Using MRI techniques, researches at a dog lab in Hungary scanned the brains of dogs as they listened to recordings of their trainers’ voices. The trainers used praise words such as “well done” and neutral words such as “however” and spoke to them in a high-pitched “good boy” voice as well as a neutral voice. When praise words were spoken with a praising intonation, the reward centre of the brain was activated, but not when praise words were spoken with a neutral intonation.
Successful dog training therefore depends to a very large extent on the handler’s ability to get and maintain a dog’s attention in the way he can use his voice to communicate and praise his dog. After all, dog training is about voice control and leash control should only be used as a “correction” (stop doing what you are doing) or in an emergency. Also read: “Voice control and No.”
How dogs use their ears to hear
One of the reasons dogs can hear so well – better than humans – and at high pitch sounds is because they have 18 muscles in their ears, all of which work together and allow them to hear sounds coming from all different directions. Humans only have 6 muscles in their ears and most of us can’t move our ears even a little bit. Dogs have the ability to tilt and rotate their ears in order to pick up certain sounds and “funnel” them into the inner ear more efficiently. The canine ear canal is considerably longer than in humans. Dogs with perky ears such as German Shepherds and Terriers have better hearing than breeds with floppy ears.
Very little systematic research has been done on how dogs use sound and hearing in their interactions with people and other dogs. We know that dogs make a lot of different sounds such as growls, barks, whines, whimpers, howls and pants, but scientists don’t fully understand how they use them in interacting with others. For instance, dogs bark often but we still don’t know much about what they are trying to say with their barks.
More Facts about Canine Ears and Hearing
- A dog’s level of attention can be determined by watching his ears. Erect ears facing forward indicate that he is engaged, and slightly pulled-back ears signal that he is feeling friendly while ears folded tightly back against the head suggests a fearful or timid reaction.
- Dogs’ ears move independently of one another.
- Even during the quiet hours of the night – the world is a noisy place for dogs, who can hear the inner workings of digital alarm clocks and the bodily vibrations of termites in the walls. However, thinking is that they can possibly filter out most general noise.

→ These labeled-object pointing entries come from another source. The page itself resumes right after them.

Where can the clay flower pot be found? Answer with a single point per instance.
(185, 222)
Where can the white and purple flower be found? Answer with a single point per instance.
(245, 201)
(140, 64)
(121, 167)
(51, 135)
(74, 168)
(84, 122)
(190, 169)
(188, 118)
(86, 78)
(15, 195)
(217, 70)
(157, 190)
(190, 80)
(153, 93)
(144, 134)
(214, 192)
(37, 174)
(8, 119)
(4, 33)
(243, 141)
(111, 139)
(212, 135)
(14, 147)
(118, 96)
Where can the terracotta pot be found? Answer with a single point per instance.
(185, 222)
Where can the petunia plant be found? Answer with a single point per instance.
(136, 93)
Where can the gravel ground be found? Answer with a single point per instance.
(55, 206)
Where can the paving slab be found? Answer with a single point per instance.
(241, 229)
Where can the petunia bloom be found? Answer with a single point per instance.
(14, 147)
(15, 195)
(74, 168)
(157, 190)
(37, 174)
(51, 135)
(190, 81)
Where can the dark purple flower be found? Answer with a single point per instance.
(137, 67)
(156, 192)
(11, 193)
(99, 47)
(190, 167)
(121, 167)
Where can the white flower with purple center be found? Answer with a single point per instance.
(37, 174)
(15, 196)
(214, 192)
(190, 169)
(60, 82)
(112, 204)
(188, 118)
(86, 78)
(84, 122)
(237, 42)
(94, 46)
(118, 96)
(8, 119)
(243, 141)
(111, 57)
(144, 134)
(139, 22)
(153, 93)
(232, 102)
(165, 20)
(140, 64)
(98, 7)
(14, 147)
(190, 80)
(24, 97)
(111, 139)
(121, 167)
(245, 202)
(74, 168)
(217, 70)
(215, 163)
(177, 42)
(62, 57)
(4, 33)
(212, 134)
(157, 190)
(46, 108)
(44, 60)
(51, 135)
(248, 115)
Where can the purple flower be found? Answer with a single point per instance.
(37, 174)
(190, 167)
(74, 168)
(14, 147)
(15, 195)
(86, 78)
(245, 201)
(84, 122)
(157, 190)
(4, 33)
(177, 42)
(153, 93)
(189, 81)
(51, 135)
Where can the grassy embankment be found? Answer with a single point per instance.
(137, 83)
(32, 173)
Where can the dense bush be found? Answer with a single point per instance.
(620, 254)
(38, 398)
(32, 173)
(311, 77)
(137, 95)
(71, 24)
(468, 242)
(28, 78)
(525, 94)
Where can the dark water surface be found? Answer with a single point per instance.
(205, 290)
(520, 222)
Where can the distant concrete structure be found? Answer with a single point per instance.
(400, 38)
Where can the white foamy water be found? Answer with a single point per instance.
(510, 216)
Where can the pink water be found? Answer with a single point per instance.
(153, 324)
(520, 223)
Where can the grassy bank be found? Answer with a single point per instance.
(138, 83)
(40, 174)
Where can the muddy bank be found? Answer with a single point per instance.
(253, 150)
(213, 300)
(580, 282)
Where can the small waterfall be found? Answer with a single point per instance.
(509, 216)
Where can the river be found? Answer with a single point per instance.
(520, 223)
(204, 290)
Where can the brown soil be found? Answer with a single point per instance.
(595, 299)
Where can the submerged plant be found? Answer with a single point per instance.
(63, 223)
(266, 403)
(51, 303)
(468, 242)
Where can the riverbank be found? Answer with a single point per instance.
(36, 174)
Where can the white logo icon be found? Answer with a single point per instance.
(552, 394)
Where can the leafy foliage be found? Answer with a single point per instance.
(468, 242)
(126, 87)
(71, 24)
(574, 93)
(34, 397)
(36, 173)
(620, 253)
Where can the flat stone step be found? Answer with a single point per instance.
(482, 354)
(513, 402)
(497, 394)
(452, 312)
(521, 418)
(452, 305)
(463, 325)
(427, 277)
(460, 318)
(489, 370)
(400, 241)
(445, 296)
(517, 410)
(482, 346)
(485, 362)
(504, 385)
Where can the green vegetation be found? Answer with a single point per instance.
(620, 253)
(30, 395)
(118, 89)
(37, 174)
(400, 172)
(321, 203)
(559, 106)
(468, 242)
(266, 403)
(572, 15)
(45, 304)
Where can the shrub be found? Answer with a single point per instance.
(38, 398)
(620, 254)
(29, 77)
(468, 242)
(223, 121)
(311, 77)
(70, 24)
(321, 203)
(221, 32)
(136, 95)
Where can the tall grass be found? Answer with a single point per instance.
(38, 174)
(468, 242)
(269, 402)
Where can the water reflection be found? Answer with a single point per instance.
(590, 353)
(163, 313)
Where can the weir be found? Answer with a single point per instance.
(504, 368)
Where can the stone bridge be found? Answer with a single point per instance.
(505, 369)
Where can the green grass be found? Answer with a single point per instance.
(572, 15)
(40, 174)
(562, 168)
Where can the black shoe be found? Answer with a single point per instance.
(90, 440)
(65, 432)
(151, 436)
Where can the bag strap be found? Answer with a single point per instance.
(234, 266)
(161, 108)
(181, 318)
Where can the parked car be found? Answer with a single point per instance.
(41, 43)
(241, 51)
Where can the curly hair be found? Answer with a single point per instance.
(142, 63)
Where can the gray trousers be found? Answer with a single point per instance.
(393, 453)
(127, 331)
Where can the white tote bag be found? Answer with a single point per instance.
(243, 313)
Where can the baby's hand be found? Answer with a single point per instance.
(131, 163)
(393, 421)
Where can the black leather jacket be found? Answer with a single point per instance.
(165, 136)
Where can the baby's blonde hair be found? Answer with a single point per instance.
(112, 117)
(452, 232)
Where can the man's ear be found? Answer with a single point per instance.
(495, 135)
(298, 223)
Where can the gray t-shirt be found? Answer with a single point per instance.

- A dog’s ear canal is L-shaped: vertical towards the jaw, then makes an almost 90 degree turn towards the eardrum. This makes examination difficult and is the reason why dogs can have a variety of ear ailments, including parasites and yeast infections.
- Cats can hear even higher frequency sounds than dogs.
- University of Cincinnati researcher Pete Scheifele is developing a hearing aid that will help dogs with acquired hearing loss.